Nor are the consequences limited to the moral sphere; they extend to the intellectual as well. One watches a movie “effortlessly” — and that is exactly what is wrong with it. How many people today know how to entertain themselves by the use of their own intellects and imaginations? Why are we so passive, dependent on a giant money-making industry that homogenizes culture, instead of locally producing beautiful things ourselves, or at least actively assimilating a work of art?
Movies make unreality seem like reality — with the gradual effect, perhaps, of making reality seem like unreality. Movies and life blend together into a flickering phantasmagoria with no moral or eternal consequences. In the movies, dozens, hundreds, thousands of people get shot up on the screens in front of us: life is cheap, and violence is good entertainment. Should we be surprised when moderns are prepared to throw away the lives of unborn children or the elderly? Explicit sexual content is a non-negotiable titillation, and, in general, evil is treated as a spice in the recipe. Should we be surprised at the promiscuity, cheapness, and weirdness of modern sexual behavior, when images of the same are regularly impressed on the imaginations of millions of people? In the company of our entertainment, we are descending into a barbarism worse than that of the ancient pagans, because they, at least, had not enjoyed the benefit of Christianity to heal and elevate them.
Would I say we should never watch movies or TV? No. There are indeed some fine artistic movies that do not indulge in gratuitous evil. But the Word of God exhorts us to vigilance, careful discrimination, and a holy ruthlessness with our own tendency to cut corners, make excuses, and relax standards. We should adopt for all media the wise attitude of St. Basil the Great toward pagan authors. He says:
When they recount the words and deeds of good men, you should both love and imitate them, earnestly emulating such conduct. But when they portray base conduct, you must flee from them and stop up your ears, as Odysseus is said to have fled past the song of the sirens, for familiarity with evil writings paves the way for evil deeds. Therefore the soul must be guarded with great care, lest through our love for letters it receive some contamination unawares, as men drink in poison with honey.

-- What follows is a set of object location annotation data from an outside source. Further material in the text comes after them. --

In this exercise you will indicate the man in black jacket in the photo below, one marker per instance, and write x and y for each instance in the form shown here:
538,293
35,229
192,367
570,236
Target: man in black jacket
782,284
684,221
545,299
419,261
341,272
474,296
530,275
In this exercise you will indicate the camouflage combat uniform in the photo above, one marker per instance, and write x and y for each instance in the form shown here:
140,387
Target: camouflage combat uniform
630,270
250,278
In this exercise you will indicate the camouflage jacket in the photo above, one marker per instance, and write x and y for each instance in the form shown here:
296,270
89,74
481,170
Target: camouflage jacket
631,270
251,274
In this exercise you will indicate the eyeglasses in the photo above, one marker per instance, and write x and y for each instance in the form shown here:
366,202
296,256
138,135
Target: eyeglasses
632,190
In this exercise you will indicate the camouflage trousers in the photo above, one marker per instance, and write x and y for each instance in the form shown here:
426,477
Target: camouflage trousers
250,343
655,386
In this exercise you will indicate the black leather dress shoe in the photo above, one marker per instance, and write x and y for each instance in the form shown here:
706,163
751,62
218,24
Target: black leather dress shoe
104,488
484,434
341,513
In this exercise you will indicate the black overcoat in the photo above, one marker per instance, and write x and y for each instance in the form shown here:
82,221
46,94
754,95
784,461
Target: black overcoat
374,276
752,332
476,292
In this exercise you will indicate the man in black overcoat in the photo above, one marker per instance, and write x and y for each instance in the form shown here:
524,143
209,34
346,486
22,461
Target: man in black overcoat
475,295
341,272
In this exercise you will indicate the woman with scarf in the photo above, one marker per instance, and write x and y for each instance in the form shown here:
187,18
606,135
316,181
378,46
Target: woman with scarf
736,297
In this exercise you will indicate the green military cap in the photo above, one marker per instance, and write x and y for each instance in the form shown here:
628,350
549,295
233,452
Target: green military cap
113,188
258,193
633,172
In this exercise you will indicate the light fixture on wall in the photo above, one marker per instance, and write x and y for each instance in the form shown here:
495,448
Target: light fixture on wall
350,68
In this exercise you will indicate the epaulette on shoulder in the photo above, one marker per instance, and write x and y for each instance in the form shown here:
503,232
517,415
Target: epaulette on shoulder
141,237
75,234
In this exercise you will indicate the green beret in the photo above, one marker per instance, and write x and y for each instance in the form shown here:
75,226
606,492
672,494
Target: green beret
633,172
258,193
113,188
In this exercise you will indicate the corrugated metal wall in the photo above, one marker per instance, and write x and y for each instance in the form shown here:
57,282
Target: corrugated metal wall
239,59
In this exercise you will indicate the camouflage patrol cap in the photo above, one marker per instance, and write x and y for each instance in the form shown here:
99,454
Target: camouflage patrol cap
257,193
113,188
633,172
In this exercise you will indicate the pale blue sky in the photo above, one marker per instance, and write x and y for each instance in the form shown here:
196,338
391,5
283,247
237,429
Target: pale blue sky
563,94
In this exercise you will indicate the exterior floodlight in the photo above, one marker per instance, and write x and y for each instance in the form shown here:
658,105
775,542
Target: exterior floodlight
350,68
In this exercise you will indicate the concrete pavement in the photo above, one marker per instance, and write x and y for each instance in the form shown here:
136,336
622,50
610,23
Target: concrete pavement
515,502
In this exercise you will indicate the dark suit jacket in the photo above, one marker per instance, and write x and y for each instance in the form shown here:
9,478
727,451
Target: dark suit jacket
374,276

If that is true of “letters” — i.e., literature — is it not a thousand times more true of movies and TV and many other forms of today’s popular entertainment?
As Christians, we need to be engaged in the effort of drawing our dispersed energies and faculties together in a focus on the Holy Trinity dwelling in our soul and outwardly displayed in the beauty of God’s creation. Modernity in general, and popular entertainment in particular, wages war on the created order and on our interiority, our “interior castle.” The constant buzz and fuzz of worldly images and noise distract us from the pursuit of the unum necessarium, the “one thing needful.”